12 April 2019

Guest post

This is a guest post from Phil Factor. Phil Factor (real name withheld to protect the guilty), aka Database Mole, has 30 years of experience with database-intensive applications.

Despite having once been shouted at by a furious Bill Gates at an exhibition in the early 1980s, he has remained resolutely anonymous throughout his career.

He is a regular contributor to Simple Talk and SQLServerCentral.

Phil Factor

12 April 2019

SQL Clone for Unit Testing Databases

Phil Factor demonstrates how to use SQL Clone to create 'disposable' SQL Server databases, for development and testing work. You can spin up a clone, use it to unit test your code, messing up the clone in the process, then reset the clone in seconds, ready for the next test.

Guest post

Sometimes, when you are doing unit tests or integration tests whilst developing code, you need to be able to do something extreme, such as mangling a test database or two, repeatedly, each time subsequently restoring it to its original state before running the next test. Often, especially in integration tests when you are testing processes, you will need run a ‘setup’ process, to establish a known database data state, then run the process, test that the final data state matches that which your business rules dictate it should be, and finally run then a ‘teardown’ process to restore things to how they were at the start.
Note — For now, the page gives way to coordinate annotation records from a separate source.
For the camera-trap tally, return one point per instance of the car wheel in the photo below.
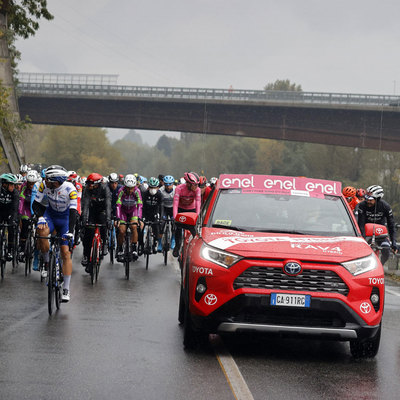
(366, 348)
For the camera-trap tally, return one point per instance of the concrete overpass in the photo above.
(366, 121)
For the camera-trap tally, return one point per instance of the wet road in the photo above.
(120, 339)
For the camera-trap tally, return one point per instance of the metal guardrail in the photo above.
(111, 90)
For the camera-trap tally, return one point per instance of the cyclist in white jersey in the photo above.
(59, 216)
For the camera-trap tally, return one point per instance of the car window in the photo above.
(325, 215)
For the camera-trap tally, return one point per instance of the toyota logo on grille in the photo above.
(292, 268)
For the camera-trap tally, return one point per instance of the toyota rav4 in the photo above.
(280, 255)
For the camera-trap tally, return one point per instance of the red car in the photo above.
(280, 255)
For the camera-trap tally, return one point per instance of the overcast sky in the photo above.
(348, 46)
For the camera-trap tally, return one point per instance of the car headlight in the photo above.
(220, 257)
(361, 265)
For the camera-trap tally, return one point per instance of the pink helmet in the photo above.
(191, 177)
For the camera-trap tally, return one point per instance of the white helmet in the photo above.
(130, 180)
(20, 178)
(32, 176)
(23, 168)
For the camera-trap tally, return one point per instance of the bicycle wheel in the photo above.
(51, 277)
(57, 287)
(111, 245)
(127, 254)
(93, 262)
(27, 254)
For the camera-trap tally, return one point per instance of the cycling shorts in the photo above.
(59, 223)
(129, 217)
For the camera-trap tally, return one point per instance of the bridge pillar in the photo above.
(12, 150)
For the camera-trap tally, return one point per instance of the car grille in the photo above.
(308, 280)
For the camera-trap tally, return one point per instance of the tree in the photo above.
(23, 18)
(283, 85)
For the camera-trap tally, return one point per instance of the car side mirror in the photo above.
(187, 221)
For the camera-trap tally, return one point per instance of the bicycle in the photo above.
(148, 240)
(166, 238)
(126, 249)
(55, 277)
(29, 247)
(4, 249)
(112, 243)
(95, 252)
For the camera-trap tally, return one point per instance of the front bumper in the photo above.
(325, 319)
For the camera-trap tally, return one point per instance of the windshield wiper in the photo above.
(233, 228)
(281, 231)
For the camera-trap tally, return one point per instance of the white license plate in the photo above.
(290, 300)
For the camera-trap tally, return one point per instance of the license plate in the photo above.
(290, 300)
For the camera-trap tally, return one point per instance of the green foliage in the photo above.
(23, 18)
(81, 149)
(283, 85)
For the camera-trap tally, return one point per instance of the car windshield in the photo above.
(326, 216)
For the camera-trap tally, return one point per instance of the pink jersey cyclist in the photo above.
(187, 198)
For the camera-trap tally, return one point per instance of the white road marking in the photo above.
(231, 371)
(392, 292)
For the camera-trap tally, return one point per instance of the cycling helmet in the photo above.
(374, 192)
(153, 182)
(360, 193)
(202, 181)
(130, 180)
(168, 180)
(56, 173)
(32, 176)
(213, 181)
(113, 177)
(349, 191)
(191, 177)
(94, 178)
(23, 169)
(8, 178)
(20, 179)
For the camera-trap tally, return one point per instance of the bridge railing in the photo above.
(167, 93)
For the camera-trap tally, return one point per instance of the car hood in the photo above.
(276, 245)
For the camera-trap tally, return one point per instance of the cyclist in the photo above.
(114, 186)
(152, 200)
(9, 199)
(74, 179)
(360, 194)
(167, 193)
(129, 210)
(187, 199)
(59, 215)
(24, 209)
(375, 210)
(349, 193)
(205, 190)
(23, 171)
(213, 181)
(20, 182)
(96, 209)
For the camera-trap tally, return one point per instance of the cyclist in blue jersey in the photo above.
(58, 216)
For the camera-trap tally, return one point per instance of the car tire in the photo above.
(366, 348)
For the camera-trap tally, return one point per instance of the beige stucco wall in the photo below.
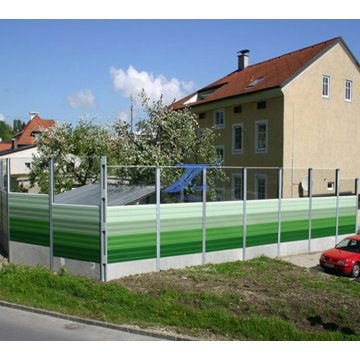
(323, 132)
(273, 113)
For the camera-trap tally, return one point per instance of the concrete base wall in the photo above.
(77, 267)
(118, 270)
(33, 255)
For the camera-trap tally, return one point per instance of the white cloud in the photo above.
(131, 82)
(123, 115)
(84, 98)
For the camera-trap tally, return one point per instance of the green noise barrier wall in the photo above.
(29, 218)
(132, 229)
(76, 232)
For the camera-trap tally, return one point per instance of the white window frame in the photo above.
(220, 193)
(347, 81)
(233, 177)
(201, 132)
(235, 126)
(221, 147)
(257, 149)
(256, 182)
(327, 95)
(222, 125)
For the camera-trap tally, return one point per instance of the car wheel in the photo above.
(355, 270)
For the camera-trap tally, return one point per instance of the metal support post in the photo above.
(244, 179)
(310, 206)
(356, 203)
(8, 177)
(279, 209)
(103, 223)
(204, 217)
(157, 219)
(7, 205)
(337, 204)
(51, 201)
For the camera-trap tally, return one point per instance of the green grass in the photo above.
(225, 314)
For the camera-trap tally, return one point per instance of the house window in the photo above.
(261, 105)
(236, 187)
(220, 194)
(348, 90)
(260, 186)
(237, 138)
(326, 86)
(220, 149)
(330, 185)
(219, 118)
(261, 136)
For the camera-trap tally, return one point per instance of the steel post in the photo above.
(337, 204)
(51, 201)
(103, 222)
(204, 217)
(244, 180)
(279, 209)
(157, 219)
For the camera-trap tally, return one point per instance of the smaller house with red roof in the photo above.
(297, 111)
(23, 145)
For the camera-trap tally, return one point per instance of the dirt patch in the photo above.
(281, 289)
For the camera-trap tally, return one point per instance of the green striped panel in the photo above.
(347, 211)
(29, 218)
(76, 232)
(180, 229)
(131, 233)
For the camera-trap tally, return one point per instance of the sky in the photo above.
(67, 68)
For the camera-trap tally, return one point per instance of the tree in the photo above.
(76, 149)
(164, 137)
(167, 137)
(17, 126)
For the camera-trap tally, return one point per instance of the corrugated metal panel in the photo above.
(29, 218)
(76, 232)
(117, 195)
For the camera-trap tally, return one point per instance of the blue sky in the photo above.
(68, 68)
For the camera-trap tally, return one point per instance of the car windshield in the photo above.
(349, 245)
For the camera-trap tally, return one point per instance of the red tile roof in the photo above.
(34, 125)
(275, 72)
(5, 145)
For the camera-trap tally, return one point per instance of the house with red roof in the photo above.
(297, 111)
(23, 145)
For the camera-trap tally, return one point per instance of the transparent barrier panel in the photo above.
(262, 183)
(22, 180)
(77, 180)
(181, 225)
(131, 185)
(131, 213)
(346, 186)
(224, 215)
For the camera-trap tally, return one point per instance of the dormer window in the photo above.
(255, 82)
(326, 86)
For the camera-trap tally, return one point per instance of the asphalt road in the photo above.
(20, 325)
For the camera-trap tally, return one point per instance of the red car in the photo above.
(345, 257)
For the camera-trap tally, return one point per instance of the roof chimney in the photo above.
(243, 59)
(33, 114)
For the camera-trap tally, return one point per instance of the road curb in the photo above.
(126, 328)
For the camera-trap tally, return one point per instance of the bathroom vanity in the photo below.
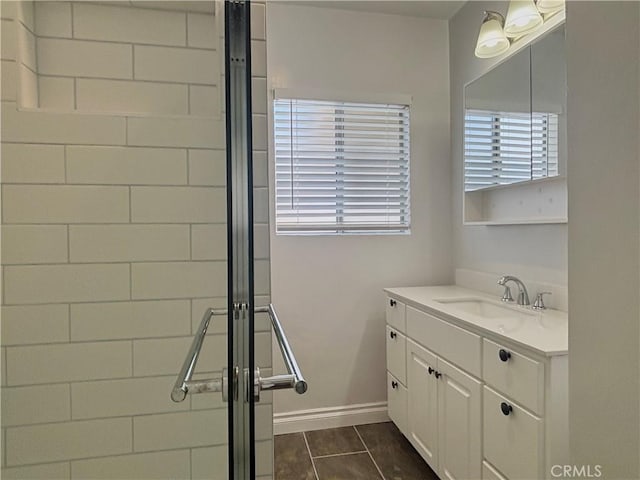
(478, 386)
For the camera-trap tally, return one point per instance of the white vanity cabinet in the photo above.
(473, 403)
(396, 364)
(444, 414)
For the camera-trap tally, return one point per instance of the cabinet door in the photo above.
(397, 402)
(422, 395)
(397, 354)
(459, 412)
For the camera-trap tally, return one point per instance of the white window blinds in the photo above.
(341, 167)
(508, 147)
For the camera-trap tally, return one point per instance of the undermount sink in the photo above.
(505, 317)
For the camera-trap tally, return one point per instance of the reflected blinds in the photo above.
(341, 167)
(508, 147)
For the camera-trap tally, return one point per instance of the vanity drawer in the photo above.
(490, 473)
(397, 402)
(453, 343)
(512, 438)
(397, 354)
(514, 374)
(396, 314)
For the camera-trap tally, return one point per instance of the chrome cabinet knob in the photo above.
(504, 355)
(506, 408)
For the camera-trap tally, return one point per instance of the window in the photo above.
(341, 167)
(508, 147)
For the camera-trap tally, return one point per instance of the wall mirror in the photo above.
(515, 118)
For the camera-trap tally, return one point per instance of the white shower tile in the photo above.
(202, 31)
(208, 167)
(84, 59)
(165, 356)
(24, 163)
(188, 429)
(194, 132)
(70, 128)
(123, 243)
(117, 398)
(117, 96)
(124, 320)
(209, 242)
(41, 404)
(62, 441)
(207, 463)
(157, 465)
(56, 93)
(49, 471)
(31, 324)
(34, 244)
(64, 204)
(178, 205)
(126, 165)
(66, 283)
(68, 362)
(53, 19)
(178, 280)
(126, 24)
(177, 65)
(205, 100)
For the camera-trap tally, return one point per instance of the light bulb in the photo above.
(548, 7)
(491, 39)
(522, 18)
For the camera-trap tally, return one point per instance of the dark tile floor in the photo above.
(366, 452)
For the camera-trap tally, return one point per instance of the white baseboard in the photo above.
(332, 417)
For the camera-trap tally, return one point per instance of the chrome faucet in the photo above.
(523, 295)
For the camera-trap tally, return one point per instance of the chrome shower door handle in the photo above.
(293, 378)
(184, 384)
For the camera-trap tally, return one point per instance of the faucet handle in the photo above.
(506, 296)
(539, 303)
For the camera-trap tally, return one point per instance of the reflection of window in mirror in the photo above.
(508, 147)
(515, 118)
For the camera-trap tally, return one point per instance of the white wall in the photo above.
(537, 252)
(328, 289)
(604, 261)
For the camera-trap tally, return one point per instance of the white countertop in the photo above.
(544, 331)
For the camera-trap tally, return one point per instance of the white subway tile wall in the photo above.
(114, 238)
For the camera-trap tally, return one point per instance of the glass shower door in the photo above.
(241, 382)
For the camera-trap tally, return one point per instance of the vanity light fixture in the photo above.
(522, 18)
(491, 40)
(549, 7)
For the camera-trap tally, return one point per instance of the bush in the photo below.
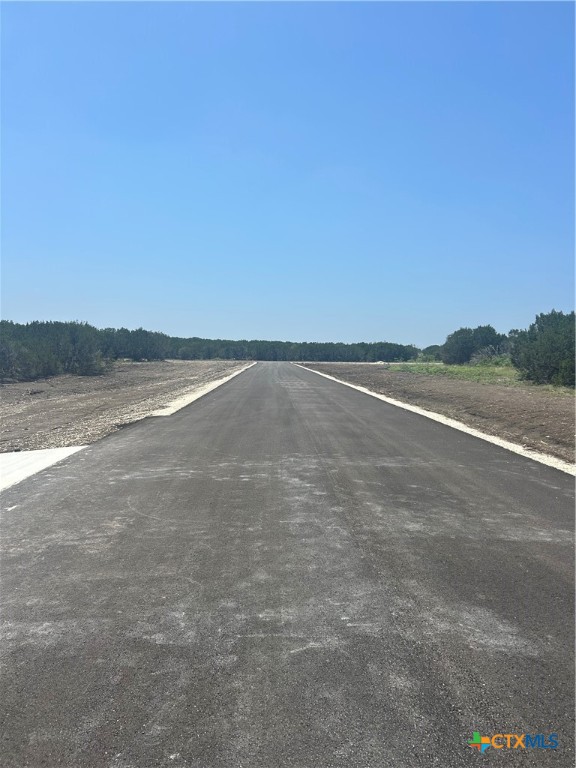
(544, 353)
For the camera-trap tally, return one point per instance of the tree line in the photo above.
(542, 353)
(40, 349)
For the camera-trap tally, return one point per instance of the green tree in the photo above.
(544, 353)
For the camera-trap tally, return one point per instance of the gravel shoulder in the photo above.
(531, 416)
(64, 411)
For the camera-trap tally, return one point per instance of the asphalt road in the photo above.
(287, 573)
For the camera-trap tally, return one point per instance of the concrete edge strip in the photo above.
(184, 400)
(16, 466)
(542, 458)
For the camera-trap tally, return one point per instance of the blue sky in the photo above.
(302, 171)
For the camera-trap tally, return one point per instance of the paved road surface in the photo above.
(286, 573)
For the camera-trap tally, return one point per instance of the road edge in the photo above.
(184, 400)
(541, 458)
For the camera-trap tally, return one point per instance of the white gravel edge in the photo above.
(542, 458)
(18, 465)
(184, 400)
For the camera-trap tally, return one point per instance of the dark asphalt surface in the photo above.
(286, 573)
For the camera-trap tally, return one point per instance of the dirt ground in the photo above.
(531, 416)
(64, 411)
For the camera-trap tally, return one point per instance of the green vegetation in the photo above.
(495, 373)
(41, 349)
(543, 354)
(462, 345)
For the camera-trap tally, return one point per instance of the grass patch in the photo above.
(505, 375)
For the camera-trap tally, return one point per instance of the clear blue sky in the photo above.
(302, 171)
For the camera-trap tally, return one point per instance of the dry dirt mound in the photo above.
(69, 410)
(528, 415)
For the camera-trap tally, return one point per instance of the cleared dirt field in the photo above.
(535, 417)
(64, 411)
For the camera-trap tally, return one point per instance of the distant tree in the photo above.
(544, 353)
(432, 353)
(461, 345)
(458, 347)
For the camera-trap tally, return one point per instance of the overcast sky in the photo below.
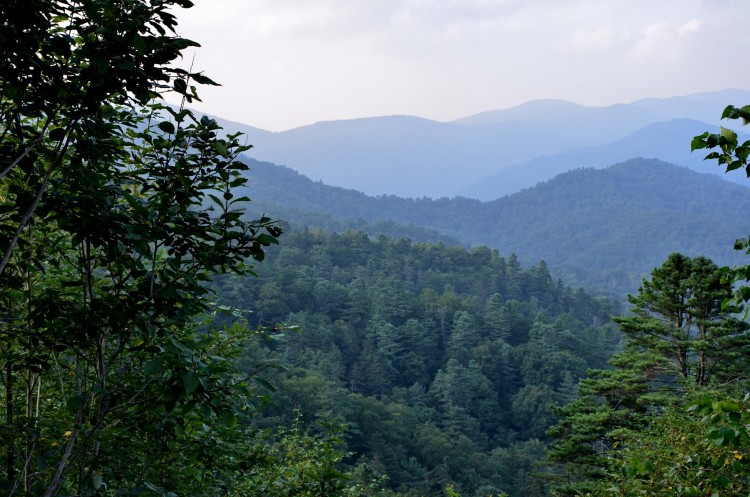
(287, 63)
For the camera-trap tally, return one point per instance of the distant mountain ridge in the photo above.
(415, 157)
(665, 140)
(605, 228)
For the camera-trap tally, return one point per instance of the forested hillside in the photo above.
(441, 361)
(605, 228)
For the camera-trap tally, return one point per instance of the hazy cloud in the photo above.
(290, 62)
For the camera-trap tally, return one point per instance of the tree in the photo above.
(732, 155)
(678, 314)
(115, 210)
(679, 337)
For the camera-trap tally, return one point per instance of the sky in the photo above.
(288, 63)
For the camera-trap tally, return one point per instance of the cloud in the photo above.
(690, 27)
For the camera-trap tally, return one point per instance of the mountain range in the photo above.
(491, 154)
(600, 228)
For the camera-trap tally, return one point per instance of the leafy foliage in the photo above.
(628, 425)
(115, 211)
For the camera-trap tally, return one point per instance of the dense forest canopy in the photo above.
(442, 362)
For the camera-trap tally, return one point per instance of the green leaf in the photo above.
(191, 382)
(167, 127)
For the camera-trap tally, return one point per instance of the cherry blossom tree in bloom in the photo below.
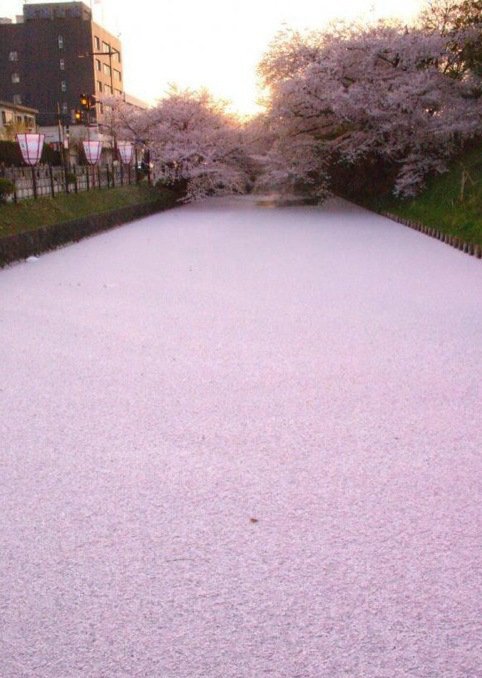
(195, 145)
(352, 94)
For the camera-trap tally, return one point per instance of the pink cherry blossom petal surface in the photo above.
(239, 441)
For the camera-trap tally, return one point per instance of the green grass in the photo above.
(443, 205)
(29, 215)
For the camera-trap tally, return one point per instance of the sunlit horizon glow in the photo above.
(214, 45)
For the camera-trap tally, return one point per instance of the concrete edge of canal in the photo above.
(30, 243)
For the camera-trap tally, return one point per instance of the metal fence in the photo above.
(48, 180)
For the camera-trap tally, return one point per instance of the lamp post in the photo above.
(31, 146)
(110, 53)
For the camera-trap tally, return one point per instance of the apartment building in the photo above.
(53, 53)
(16, 118)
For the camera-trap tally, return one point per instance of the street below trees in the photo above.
(241, 440)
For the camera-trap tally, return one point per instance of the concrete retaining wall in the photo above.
(452, 240)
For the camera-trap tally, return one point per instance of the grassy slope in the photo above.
(440, 204)
(32, 214)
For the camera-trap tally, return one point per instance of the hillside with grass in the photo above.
(451, 202)
(29, 215)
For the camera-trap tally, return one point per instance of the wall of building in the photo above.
(54, 63)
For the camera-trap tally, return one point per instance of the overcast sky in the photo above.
(212, 43)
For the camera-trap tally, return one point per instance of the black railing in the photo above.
(50, 181)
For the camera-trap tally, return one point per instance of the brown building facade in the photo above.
(54, 53)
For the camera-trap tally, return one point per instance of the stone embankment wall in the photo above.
(29, 243)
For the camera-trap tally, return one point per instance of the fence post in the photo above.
(52, 186)
(34, 182)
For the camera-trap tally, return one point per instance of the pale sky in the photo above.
(213, 43)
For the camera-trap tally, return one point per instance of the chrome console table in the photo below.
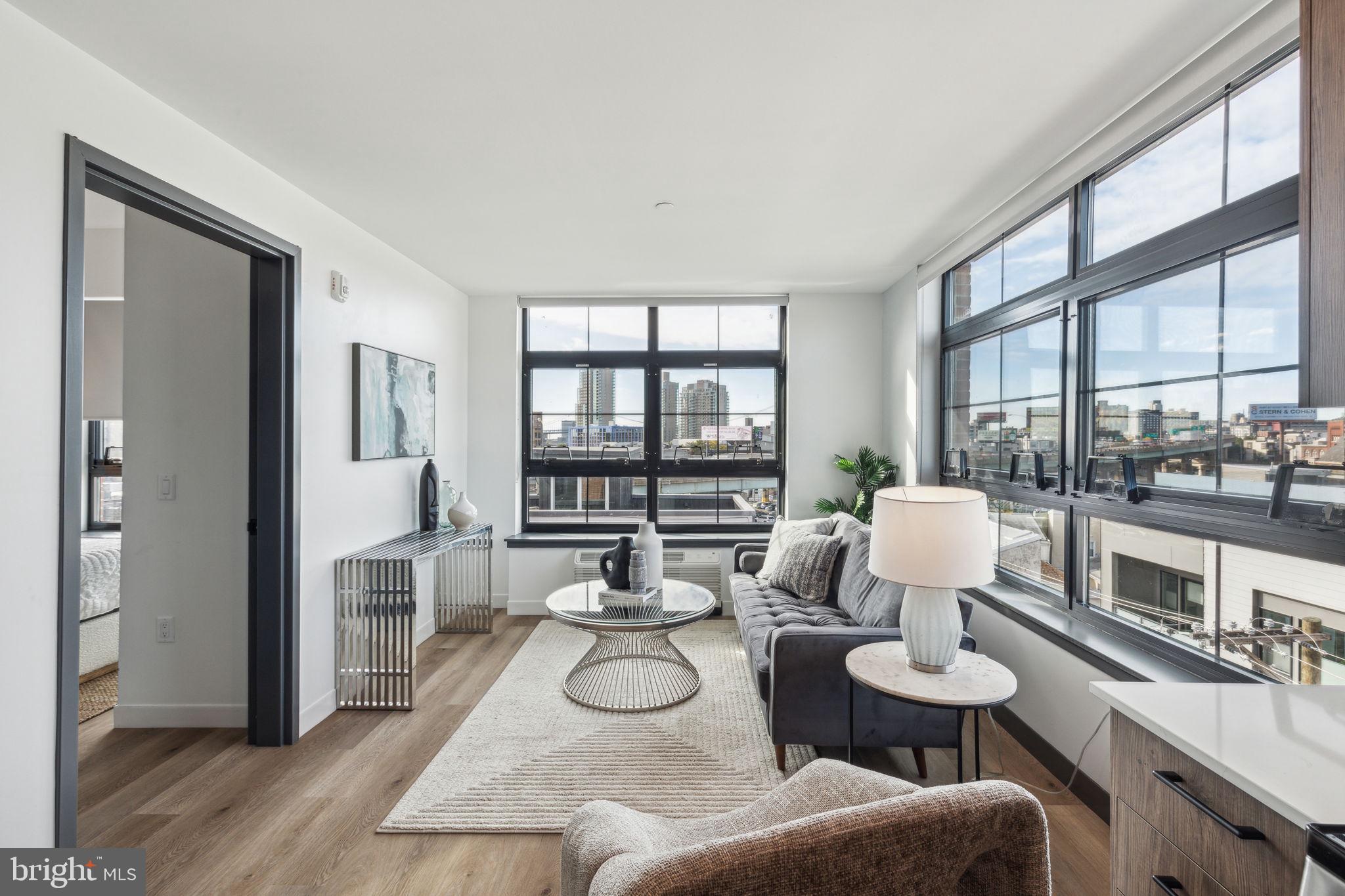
(376, 610)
The difference with a unit test is that the developer is constantly running the test and resents it if the set up or teardown processes take any delay longer than what in my misspent youth we’d call ‘the time it takes to roll a cigarette’. Integration tests are generally done in a more dignified manner after the build so there is less pressure on time. In this case, it is a unit test that we need, though it can be adapted as an integration test if the component under test gets to be part of a process.

What’s required?

Unit testing is performed on each routine, in isolation, to ensure that it returns a predictable result for each specific set of inputs that is used. They are required for all modules, such as procedures, functions, views and rules – Testing Databases: What’s Required?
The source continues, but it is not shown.